The New York City’s cemetery where ships go to die3 min read
As with the legendary elephants’ graveyard, ships go to die at Rossville on Staten Island, although this wasn’t always the original intent of the space.
Squeezed between Staten Island and New Jersey is Arthur Kill waterway (“Kill” is merely a dutch word for “creek”, in this case not as creepy as it sounds) and the Witte Marine Equipment Company.
Since the 1930s, the company would dredge, salvage, and resell materials from the wrecked and disused vessels of the New York and New Jersey waterways – the space originally being called the Witte Marine Shipyard, dismantling hundreds of ships that once crowded the bustling piers of New York’s coastline. However, also with a steady stream of salvage work and deconstruction, many old tugboats and smaller harbor ships have accumulated on the shores of Arthur Kill and now rot in shallow water.
For decades the Witte Marine Equipment Company has given mothballed, scuttled, abandoned and wrecked ships of all sizes a final port and, through the years, it has become, an “accidental marine museum,” as a nautical magazine described it.
A 1990 New York Times article reported that 200 ships were sharing space in the Tugboat Graveyard, but there were up to 400 vessels, some dating from before World War I.

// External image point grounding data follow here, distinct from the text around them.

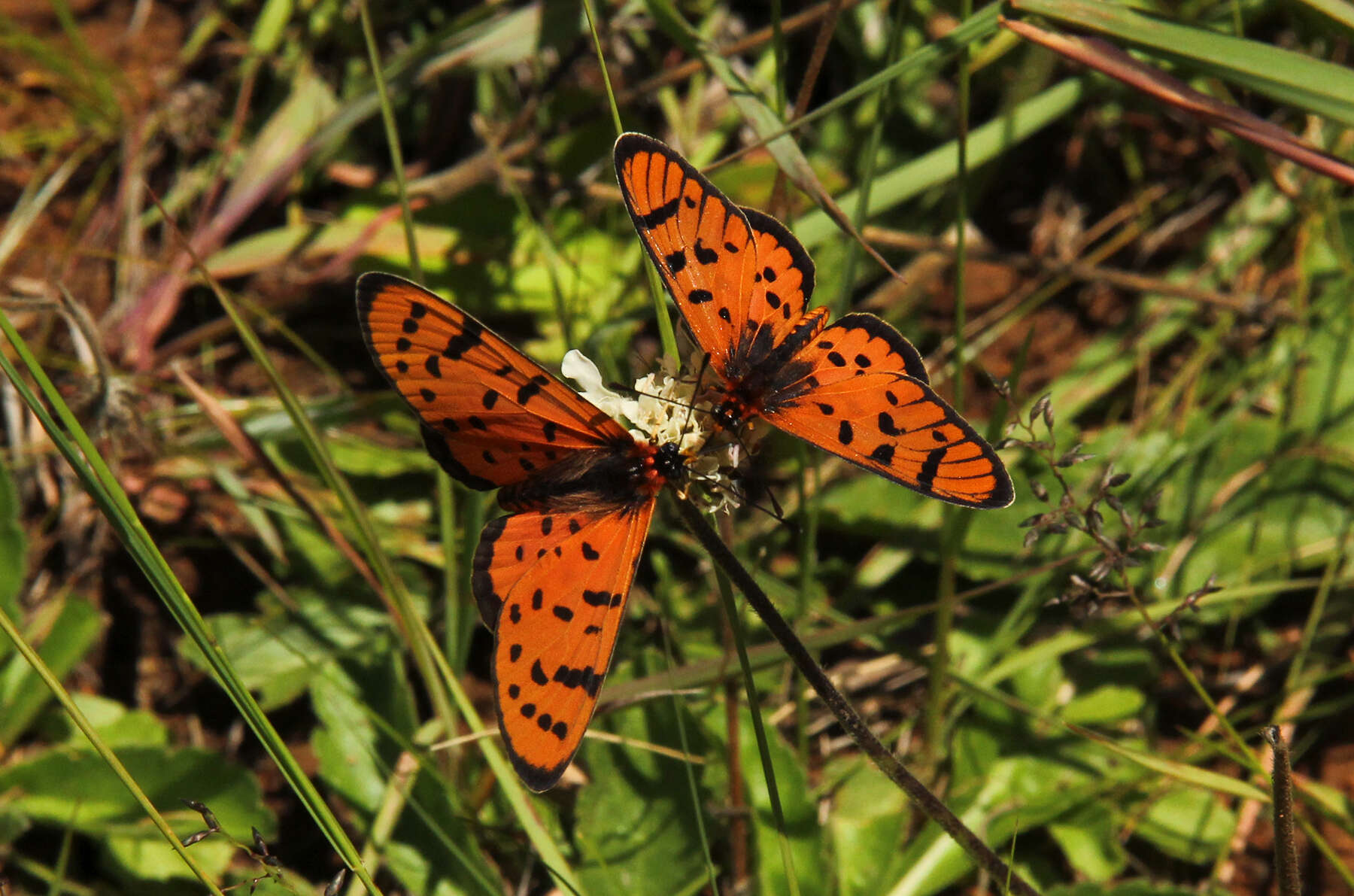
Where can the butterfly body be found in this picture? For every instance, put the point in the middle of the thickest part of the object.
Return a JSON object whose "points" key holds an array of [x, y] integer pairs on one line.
{"points": [[550, 579], [855, 387]]}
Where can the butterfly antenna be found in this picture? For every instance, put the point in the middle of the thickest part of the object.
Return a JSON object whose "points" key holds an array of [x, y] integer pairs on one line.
{"points": [[700, 375]]}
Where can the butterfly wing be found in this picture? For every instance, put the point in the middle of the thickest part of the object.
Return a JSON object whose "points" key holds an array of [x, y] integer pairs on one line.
{"points": [[737, 275], [859, 390], [553, 585], [492, 416]]}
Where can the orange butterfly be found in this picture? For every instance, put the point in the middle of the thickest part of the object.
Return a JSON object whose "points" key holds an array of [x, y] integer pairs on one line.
{"points": [[553, 576], [856, 389]]}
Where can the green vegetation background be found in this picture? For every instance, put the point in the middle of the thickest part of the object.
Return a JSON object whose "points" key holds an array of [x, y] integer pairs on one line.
{"points": [[286, 631]]}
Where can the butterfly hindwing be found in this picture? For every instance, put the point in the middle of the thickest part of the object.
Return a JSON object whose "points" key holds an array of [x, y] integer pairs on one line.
{"points": [[492, 416], [864, 397], [553, 585]]}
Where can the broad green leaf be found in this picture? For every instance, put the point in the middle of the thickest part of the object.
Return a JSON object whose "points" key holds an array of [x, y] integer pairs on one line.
{"points": [[1188, 825], [1089, 838], [867, 825], [636, 825], [1103, 706]]}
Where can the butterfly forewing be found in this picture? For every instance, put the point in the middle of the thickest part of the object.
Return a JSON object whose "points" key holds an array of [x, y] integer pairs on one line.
{"points": [[856, 389], [553, 584], [699, 241], [492, 416], [783, 281]]}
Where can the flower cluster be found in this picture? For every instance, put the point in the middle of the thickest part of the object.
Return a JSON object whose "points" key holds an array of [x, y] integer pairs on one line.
{"points": [[665, 411]]}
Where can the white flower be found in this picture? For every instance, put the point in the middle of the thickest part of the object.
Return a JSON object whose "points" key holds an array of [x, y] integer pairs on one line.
{"points": [[663, 412], [580, 369]]}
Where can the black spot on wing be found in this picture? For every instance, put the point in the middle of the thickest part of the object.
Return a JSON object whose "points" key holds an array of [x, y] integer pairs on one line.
{"points": [[467, 339], [585, 679], [660, 214], [930, 467], [531, 389]]}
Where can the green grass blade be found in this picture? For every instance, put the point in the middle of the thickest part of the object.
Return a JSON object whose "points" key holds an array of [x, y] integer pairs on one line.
{"points": [[1283, 74], [99, 481]]}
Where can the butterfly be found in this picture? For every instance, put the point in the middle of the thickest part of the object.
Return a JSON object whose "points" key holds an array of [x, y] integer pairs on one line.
{"points": [[856, 387], [551, 577]]}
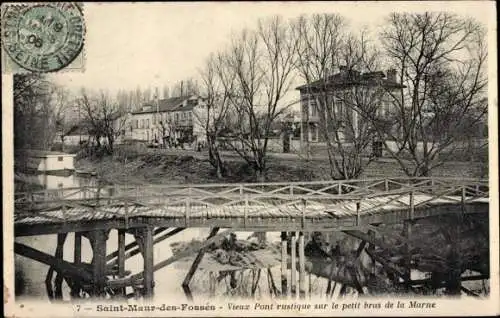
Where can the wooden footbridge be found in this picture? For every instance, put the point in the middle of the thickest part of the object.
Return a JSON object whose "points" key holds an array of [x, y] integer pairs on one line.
{"points": [[155, 212]]}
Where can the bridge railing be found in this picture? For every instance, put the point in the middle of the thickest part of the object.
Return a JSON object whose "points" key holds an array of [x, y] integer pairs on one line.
{"points": [[277, 193]]}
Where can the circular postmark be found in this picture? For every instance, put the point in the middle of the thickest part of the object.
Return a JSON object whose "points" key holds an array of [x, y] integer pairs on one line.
{"points": [[43, 37]]}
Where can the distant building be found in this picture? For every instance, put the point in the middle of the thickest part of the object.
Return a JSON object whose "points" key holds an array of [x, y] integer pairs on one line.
{"points": [[169, 120], [46, 161], [342, 84], [81, 132]]}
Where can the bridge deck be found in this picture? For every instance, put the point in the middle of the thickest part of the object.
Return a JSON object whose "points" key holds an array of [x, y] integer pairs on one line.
{"points": [[271, 206]]}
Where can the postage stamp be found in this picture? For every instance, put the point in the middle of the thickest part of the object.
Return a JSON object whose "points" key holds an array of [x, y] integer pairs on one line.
{"points": [[44, 37]]}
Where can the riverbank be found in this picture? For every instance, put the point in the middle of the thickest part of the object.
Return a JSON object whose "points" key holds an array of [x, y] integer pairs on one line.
{"points": [[132, 165]]}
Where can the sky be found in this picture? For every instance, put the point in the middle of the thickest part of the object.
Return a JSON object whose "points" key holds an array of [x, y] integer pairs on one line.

Some say because of the company could not keep up with the incoming stock, but it seems that the owner and founder John J. Witte would just straight out refuse to dismantle a majority of the ships that came his way. He was known as an eccentric and would keep a very close eye on his property, scaring off any unsolicited visitors himself.
In any case, he managed to collect hundreds of warships, including a submarine destroyer that was the first ship manned by an all-black crew in World War II, and a New York Fire Department Fireboat that served from 1903 to 1958 and was named after Abram S. Hewitt, who was mayor of New York City in 1886. The ship helped save many lives in its lifetime, including the passengers from the General Slocum, a passenger boat that sunk in 1904 in the East River.
Among the others, there were an old railroad-car barge with a high elevated wheelhouse, old ferryboats that transported New Yorkers in more romantic times and the New Bedford, which started her career in 1928 as a New England Passenger Steamer and ended her days as a British transport at D-Day.
However, since John J. Witte, died in 1980, his successors have been simply dismantling the ships.
Seen from far away, the “cemetery” looks like trash floating off the coast in an incredibly polluted waterway, but with a closer look, it becomes clear that the jumble of wood and metal parts are actually the ghosts of New York’s shipping era, slowly sinking into the murk. Rusted tugboats bump tilt in the mud, elbow to elbow with other dredging vessels as they slowly decompose.
Today, kayakers visiting the area report that there are fewer than 25, each a jumble of broken beams and rusted metal, and many of the more fragile skeletons sank after Hurricane Sandy in 2012. Over time, all the useful parts have been stripped or stolen. The hollow shells of these ships now stand alone to greet explorers with an mystic silence amidst the slow and muddy current of Arthur Kill.